Updated below: In clang, using an lvalue of a polymorphic object through its name does not activate virtual dispatch, but it does through its address.
For the following base class B and derived D, virtual function something, union Space
#include <iostream>
using namespace std;
struct B {
void *address() { return this; }
virtual ~B() { cout << "~B at " << address() << endl; }
virtual void something() { cout << "B::something"; }
};
struct D: B {
~D() { cout << "~D at " << address() << endl; }
void something() override { cout << "D::something"; }
};
union Space {
B b;
Space(): b() {}
~Space() { b.~B(); }
};
If you have a value s of Space, in Clang++: (update: incorrectly claimed g++ had the same behavior)
If you do s.b.something(), B::something() will be called, not doing the dynamic binding on s.b, however, if you call (&s.b)->something() will do the dynamic binding to what b really contains (either a B or D).
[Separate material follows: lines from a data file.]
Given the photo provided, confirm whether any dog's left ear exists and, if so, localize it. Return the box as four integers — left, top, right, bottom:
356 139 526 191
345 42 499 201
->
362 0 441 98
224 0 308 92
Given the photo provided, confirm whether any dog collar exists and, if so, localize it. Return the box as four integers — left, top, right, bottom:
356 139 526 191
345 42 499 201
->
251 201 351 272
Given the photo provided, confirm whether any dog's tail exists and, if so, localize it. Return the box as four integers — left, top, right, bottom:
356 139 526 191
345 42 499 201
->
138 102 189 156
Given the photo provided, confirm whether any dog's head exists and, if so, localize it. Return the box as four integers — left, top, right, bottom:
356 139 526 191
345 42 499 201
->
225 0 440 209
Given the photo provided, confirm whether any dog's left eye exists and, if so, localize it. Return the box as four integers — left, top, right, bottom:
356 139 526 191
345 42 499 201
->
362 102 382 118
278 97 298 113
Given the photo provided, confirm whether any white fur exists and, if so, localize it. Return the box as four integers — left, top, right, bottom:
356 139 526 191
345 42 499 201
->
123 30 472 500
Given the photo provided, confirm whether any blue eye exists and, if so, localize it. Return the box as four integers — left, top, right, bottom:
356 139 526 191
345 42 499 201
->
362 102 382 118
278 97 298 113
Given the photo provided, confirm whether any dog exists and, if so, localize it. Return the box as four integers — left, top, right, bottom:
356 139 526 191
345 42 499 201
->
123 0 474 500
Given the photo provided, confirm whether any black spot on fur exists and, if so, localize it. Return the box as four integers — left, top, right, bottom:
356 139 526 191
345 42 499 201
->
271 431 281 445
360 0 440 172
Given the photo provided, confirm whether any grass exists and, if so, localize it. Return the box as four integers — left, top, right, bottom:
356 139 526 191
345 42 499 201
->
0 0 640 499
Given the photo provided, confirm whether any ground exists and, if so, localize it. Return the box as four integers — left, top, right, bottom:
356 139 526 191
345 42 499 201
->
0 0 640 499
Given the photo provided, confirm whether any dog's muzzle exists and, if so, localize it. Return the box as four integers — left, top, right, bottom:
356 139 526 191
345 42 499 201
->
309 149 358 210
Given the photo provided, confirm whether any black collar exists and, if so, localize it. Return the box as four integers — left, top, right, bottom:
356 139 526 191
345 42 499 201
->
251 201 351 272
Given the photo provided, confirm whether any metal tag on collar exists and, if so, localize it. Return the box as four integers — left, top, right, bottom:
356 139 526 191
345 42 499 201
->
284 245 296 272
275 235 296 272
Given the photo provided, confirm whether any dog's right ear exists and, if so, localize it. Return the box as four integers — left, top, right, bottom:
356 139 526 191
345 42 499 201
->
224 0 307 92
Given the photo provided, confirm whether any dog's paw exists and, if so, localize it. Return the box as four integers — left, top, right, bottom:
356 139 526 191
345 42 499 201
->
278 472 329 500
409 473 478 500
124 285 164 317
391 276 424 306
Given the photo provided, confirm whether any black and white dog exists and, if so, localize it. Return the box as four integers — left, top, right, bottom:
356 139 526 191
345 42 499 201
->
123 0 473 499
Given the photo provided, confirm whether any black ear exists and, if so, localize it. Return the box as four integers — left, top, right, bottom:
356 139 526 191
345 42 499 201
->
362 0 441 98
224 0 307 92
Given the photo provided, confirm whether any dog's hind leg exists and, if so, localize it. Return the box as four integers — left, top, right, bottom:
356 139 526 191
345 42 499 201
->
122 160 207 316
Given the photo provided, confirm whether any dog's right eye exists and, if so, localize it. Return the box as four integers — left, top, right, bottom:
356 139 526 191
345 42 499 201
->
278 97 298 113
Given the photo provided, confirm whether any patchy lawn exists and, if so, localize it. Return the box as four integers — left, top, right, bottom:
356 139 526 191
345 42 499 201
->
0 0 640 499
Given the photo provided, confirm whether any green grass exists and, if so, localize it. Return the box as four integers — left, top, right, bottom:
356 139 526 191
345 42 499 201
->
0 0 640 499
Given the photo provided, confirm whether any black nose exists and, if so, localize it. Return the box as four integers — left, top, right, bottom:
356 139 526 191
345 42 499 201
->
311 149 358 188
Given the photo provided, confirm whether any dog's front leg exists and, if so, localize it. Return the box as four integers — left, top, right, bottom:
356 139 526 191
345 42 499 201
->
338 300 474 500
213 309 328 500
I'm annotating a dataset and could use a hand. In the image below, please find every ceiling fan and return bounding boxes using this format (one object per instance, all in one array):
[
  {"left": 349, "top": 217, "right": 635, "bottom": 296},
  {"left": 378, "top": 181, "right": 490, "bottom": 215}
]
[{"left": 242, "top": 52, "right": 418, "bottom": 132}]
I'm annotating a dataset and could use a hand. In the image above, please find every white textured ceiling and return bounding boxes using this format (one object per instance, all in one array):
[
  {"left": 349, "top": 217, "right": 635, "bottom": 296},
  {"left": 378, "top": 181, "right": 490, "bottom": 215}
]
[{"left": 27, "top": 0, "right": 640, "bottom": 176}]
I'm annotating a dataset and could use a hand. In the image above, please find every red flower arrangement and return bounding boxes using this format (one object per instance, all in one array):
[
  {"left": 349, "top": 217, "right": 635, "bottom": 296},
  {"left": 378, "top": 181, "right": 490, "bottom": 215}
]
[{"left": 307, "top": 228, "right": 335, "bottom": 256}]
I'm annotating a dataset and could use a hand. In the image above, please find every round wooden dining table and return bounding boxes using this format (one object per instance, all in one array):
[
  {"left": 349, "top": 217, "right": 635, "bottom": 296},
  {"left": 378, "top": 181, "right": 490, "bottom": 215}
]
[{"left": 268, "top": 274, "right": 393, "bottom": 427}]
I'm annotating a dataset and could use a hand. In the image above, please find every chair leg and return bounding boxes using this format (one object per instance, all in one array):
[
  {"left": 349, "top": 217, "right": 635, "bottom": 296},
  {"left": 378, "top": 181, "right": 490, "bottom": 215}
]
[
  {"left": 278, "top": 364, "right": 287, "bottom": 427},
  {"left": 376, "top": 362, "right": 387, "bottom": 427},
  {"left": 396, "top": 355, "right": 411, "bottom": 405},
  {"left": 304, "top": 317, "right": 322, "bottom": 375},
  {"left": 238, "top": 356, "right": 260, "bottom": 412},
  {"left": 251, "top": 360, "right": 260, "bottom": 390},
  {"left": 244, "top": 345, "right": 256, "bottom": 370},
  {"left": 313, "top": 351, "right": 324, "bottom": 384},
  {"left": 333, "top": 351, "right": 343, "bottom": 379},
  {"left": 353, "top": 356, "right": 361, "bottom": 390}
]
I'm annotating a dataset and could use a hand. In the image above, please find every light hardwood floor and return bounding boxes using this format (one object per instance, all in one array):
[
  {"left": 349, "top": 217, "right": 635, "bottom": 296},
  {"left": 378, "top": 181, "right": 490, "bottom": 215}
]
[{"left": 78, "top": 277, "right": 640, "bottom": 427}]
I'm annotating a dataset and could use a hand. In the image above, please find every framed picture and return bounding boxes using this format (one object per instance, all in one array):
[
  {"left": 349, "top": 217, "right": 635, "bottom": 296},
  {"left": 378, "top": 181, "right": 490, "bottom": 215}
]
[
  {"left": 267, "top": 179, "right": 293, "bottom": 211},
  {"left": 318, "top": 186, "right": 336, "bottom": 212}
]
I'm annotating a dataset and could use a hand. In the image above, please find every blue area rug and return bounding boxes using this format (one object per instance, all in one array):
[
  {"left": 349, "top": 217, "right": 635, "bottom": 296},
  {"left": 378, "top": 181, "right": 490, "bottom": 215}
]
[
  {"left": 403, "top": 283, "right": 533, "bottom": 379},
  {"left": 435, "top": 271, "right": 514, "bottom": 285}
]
The completion code is this:
union SpaceV2 {
B b;
SpaceV2(): b() {}
~SpaceV2() { (&b)->~B(); }
};
static_assert(sizeof(D) == sizeof(B), "");
static_assert(alignof(D) == alignof(B), "");
#include <new>
int main(int argc, const char *argv[]) {
{
Space s;
cout << "Destroying the old B: ";
s.b.~B();
new(&s.b) D;
cout << "\"D::something\" expected, but \"";
s.b.something();
cout << "\" happened\n";
auto &br = s.b;
cout << "\"D::something\" expected, and \"";
br.something();
cout << "\" happened\n";
cout << "Destruction of D expected:\n";
}
cout << "But did not happen!\n";
SpaceV2 sv2;
new(&sv2.b) D;
cout << "Destruction of D expected again:\n";
return 0;
}
When compile with -O2 optimization and I run the program, this is the output:
$./a.out
Destroying the old B: ~B at 0x7fff4f890628
"D::something" expected, but "B::something" happened
"D::something" expected, and "D::something" happened
Destruction of D expected:
~B at 0x7fff4f890628
But did not happen!
Destruction of D expected again:
~D at 0x7fff4f890608
~B at 0x7fff4f890608
What surprises me is that setting the dynamic type of s.b using placement new leads to a difference calling something on the very same l-value through its name or through its address. The first question is essential, but I have not been able to find an answer:
Is doing placement new to a derived class, like new(&s.b) D undefined behavior according to the C++ standard?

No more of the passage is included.